Le « comité de liaison » du bloc central, impulsé par Gabriel Attal, se réunit ce mercredi pour sa deuxième séance, alors que les désaccords persistent sur l’organisation d’une primaire pour désigner le candidat commun de la majorité présidentielle en vue de 2027. Selon Le Monde - Politique, cette réunion intervient moins d’une semaine après que le premier ministre a relancé l’idée d’une primaire, provoquant une nouvelle salve de critiques de la part d’Horizons, le parti présidé par Édouard Philippe.

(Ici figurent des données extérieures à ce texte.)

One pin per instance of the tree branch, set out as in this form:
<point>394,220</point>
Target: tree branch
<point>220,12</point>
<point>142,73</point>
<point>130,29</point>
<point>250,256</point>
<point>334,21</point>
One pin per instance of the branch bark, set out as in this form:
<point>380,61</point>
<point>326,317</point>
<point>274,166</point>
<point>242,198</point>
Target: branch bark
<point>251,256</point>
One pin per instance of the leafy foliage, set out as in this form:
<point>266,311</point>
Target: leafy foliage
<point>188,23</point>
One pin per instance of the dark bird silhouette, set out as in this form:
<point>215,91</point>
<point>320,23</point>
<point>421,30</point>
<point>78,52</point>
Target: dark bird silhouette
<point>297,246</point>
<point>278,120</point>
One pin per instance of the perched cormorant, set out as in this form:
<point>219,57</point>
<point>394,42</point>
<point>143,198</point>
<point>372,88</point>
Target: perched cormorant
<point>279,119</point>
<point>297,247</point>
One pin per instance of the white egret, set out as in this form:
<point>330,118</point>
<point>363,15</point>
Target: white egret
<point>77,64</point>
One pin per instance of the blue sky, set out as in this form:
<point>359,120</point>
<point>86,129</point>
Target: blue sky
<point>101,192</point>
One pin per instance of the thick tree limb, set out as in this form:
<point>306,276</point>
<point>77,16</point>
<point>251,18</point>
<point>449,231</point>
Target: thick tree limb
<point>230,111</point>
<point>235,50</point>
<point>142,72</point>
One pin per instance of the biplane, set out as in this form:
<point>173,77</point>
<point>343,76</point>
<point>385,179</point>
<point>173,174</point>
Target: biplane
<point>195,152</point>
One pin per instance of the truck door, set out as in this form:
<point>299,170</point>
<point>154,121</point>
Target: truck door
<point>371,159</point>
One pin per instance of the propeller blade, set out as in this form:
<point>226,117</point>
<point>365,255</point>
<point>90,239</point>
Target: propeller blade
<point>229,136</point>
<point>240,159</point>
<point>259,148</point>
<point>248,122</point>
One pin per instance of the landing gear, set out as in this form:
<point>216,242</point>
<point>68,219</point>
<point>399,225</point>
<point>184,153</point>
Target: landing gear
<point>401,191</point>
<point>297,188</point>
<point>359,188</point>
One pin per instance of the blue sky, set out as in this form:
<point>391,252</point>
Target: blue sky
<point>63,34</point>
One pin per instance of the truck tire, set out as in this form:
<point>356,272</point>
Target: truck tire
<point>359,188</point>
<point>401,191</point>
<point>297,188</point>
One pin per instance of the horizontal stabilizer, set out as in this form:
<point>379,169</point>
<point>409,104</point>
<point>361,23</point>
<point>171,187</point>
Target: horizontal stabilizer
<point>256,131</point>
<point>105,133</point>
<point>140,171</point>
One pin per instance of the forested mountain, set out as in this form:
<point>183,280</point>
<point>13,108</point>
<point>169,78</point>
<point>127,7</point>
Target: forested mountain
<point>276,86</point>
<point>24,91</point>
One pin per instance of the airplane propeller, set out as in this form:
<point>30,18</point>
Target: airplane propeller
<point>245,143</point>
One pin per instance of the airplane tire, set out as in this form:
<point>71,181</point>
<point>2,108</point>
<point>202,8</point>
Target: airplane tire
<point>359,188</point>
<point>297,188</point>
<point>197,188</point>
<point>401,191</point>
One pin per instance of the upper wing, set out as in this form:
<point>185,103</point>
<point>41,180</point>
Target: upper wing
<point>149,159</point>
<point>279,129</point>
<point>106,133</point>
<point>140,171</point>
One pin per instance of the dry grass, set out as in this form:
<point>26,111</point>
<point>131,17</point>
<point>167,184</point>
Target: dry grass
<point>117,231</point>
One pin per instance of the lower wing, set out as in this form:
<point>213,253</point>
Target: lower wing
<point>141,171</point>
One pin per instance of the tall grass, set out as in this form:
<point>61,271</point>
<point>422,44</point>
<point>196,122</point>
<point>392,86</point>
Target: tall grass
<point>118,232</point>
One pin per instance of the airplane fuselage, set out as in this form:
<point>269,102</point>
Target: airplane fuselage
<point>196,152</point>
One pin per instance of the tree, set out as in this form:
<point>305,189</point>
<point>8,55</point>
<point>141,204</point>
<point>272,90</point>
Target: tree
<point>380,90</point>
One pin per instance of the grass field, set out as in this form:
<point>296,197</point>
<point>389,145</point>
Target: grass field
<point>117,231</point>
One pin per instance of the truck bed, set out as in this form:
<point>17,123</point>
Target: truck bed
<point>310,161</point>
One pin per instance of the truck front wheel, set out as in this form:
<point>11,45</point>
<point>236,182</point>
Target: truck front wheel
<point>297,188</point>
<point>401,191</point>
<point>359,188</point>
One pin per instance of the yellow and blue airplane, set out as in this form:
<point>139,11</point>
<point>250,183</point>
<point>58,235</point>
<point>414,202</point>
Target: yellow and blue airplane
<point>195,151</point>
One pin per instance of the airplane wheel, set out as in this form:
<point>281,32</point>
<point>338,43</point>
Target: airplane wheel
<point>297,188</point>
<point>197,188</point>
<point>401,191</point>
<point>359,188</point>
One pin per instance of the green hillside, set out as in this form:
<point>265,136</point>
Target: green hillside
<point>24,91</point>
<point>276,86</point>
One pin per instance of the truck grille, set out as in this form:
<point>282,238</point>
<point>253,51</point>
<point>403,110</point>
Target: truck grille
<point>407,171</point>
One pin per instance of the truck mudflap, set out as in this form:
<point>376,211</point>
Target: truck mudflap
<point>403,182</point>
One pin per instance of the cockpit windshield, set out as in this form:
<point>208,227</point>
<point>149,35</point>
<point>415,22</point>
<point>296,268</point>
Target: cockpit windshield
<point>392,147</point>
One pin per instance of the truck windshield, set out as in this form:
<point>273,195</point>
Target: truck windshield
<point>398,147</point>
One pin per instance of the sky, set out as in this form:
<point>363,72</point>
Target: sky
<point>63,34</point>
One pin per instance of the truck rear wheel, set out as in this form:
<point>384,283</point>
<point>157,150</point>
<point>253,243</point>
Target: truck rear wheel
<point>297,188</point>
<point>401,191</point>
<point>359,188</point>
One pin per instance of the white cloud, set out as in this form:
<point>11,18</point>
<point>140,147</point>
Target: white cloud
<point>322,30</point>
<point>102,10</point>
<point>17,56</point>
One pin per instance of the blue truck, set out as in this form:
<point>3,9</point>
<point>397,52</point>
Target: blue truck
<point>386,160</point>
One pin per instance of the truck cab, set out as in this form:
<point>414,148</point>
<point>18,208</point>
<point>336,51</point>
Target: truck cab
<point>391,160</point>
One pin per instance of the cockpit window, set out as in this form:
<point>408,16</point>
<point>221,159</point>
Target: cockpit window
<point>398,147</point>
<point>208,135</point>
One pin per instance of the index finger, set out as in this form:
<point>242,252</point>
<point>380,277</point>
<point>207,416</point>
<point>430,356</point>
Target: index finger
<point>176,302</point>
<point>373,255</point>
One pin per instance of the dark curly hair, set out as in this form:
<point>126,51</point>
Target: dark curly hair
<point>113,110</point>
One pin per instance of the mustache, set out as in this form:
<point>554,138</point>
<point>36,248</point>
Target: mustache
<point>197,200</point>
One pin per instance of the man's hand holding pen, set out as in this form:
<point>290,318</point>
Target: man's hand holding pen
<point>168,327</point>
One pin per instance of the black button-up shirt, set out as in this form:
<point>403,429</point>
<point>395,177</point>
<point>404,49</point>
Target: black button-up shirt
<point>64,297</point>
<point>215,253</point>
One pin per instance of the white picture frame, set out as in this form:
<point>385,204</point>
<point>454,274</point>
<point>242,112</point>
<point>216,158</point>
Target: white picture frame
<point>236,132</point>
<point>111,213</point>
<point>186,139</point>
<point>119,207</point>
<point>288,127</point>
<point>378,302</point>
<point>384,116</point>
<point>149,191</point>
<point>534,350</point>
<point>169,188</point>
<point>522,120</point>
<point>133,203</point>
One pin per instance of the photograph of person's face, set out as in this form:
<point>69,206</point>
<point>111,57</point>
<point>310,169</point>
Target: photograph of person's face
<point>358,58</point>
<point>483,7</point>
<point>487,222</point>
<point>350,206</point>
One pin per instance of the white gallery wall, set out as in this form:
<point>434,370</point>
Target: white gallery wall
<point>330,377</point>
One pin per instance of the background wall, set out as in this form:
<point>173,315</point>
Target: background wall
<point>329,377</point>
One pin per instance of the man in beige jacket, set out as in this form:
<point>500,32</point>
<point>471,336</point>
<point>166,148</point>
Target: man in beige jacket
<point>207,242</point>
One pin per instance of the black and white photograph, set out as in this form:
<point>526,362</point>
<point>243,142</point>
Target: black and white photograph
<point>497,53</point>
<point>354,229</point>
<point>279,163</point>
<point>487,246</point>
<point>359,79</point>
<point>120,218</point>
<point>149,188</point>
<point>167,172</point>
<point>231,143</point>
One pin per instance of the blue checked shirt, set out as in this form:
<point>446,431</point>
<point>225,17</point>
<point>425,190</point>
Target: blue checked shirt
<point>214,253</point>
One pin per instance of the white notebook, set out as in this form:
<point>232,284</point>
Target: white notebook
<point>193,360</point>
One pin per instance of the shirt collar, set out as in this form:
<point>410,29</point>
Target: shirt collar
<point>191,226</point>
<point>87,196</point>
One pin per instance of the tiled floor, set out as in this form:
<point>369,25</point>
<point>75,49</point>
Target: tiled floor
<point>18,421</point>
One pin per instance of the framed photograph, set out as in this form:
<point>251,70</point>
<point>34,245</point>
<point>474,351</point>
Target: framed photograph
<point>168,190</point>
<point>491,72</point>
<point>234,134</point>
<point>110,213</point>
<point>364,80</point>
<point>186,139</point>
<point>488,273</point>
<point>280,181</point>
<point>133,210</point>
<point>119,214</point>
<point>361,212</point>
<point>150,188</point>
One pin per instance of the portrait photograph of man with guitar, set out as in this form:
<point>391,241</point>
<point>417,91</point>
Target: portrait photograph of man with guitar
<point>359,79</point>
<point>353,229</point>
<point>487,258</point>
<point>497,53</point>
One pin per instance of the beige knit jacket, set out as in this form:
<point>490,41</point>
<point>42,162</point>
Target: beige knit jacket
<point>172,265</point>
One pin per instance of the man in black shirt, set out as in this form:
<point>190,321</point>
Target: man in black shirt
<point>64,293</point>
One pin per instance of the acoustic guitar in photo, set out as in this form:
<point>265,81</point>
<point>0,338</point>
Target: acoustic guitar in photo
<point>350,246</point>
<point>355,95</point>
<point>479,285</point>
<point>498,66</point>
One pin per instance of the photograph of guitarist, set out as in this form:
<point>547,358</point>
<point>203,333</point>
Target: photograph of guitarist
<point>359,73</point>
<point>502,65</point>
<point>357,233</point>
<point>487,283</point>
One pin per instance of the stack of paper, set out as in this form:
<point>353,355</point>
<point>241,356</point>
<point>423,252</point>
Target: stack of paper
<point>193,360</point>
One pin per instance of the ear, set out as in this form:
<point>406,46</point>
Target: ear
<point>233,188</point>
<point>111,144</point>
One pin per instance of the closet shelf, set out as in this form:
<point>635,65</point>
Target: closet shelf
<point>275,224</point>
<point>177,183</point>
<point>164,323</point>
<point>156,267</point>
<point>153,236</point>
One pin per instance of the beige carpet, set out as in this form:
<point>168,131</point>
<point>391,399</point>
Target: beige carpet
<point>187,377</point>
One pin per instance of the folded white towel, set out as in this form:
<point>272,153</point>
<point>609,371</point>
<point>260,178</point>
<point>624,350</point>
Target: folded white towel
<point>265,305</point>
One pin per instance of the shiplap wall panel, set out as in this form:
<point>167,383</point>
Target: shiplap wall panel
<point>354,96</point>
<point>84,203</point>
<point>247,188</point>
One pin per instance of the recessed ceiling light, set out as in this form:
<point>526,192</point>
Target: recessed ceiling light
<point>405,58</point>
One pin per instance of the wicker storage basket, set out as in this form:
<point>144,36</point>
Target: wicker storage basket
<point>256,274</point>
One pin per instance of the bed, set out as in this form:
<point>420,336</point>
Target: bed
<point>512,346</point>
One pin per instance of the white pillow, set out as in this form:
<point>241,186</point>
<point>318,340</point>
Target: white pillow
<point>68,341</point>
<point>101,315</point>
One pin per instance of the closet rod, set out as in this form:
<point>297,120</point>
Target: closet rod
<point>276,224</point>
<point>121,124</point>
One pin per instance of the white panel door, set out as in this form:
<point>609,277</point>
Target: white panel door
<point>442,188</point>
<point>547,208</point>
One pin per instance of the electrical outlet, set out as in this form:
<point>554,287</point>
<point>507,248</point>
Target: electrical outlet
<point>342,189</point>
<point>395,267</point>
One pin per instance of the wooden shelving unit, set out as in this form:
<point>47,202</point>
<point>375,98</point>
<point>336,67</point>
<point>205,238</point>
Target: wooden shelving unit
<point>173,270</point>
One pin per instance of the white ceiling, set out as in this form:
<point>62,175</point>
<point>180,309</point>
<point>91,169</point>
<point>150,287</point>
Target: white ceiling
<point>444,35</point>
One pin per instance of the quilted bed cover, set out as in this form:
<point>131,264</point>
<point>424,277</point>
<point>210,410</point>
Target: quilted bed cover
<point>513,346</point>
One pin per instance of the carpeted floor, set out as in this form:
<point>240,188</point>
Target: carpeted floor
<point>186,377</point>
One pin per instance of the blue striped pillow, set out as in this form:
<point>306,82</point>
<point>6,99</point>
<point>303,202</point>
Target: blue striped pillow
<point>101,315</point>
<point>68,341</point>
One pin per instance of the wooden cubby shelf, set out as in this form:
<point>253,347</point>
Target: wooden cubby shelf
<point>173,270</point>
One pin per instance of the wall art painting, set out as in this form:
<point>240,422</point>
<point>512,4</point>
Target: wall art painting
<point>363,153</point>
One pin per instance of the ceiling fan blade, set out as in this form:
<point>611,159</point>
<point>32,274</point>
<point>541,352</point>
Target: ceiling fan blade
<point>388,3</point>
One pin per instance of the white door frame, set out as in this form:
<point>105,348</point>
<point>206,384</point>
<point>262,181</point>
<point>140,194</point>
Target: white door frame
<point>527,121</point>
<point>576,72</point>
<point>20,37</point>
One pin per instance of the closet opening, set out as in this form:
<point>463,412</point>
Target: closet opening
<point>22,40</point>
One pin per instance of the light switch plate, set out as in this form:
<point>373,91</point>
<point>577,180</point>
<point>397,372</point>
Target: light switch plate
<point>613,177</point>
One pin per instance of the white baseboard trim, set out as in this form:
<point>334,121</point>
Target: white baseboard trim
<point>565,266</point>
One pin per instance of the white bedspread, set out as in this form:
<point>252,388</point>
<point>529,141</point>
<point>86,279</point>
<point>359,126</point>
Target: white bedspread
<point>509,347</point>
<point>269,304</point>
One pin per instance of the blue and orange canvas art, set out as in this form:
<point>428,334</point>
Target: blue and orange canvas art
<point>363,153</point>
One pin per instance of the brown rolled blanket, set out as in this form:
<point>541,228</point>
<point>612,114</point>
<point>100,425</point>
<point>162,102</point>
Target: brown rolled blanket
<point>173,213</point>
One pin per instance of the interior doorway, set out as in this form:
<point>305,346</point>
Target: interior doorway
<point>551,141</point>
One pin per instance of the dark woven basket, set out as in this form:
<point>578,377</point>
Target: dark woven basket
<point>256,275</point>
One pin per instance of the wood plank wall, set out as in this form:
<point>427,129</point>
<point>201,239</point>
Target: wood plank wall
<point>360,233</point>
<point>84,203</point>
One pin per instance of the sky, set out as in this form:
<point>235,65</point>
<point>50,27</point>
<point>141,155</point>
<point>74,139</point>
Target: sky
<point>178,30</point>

Dès mercredi matin, Christophe Béchu, secrétaire général d’Horizons et ministre de la Transition écologique, a réaffirmé l’opposition de son parti à cette proposition. Dans une déclaration rapportée par Le Monde - Politique, il a indiqué : « Nous maintenons notre position : une primaire n’est pas la solution pour notre camp. » Une ligne qui semble désormais cristalliser les tensions au sein du bloc central, un an et demi avant le scrutin.
Ce qu'il faut retenir
- Le « comité de liaison » du bloc central, porté par Gabriel Attal, se réunit ce mercredi pour sa deuxième session.
- Horizons, représenté par Christophe Béchu, réaffirme son opposition à une primaire pour la présidentielle de 2027.
- Gabriel Attal a proposé la semaine dernière l’organisation d’une primaire au sein de la majorité présidentielle.
- La réunion intervient alors que les tensions entre les composantes du bloc central s’intensifient.
- Cette opposition d’Horizons complique la recherche d’un consensus sur la méthode de désignation du candidat.
Un comité de liaison sous pression avant 2027
Ce comité, créé pour faciliter la coordination entre les différentes forces du bloc central — Renaissance, MoDem et Horizons —, doit aborder mercredi des sujets stratégiques pour la préparation de la présidentielle. Selon Le Monde - Politique, les discussions devraient porter sur l’organisation logistique et politique d’une éventuelle candidature commune, mais aussi sur les désaccords persistants entre les partenaires.
La proposition de primaire avancée par Gabriel Attal vise à trancher démocratiquement la question du candidat, une méthode qui divise au sein même de la majorité. Pour ses défenseurs, cette approche permettrait d’éviter des divisions internes coûteuses en voix. Pour ses détracteurs, comme Horizons, elle risquerait d’affaiblir la cohésion du camp présidentiel en ouvrant la porte à des rivalités internes.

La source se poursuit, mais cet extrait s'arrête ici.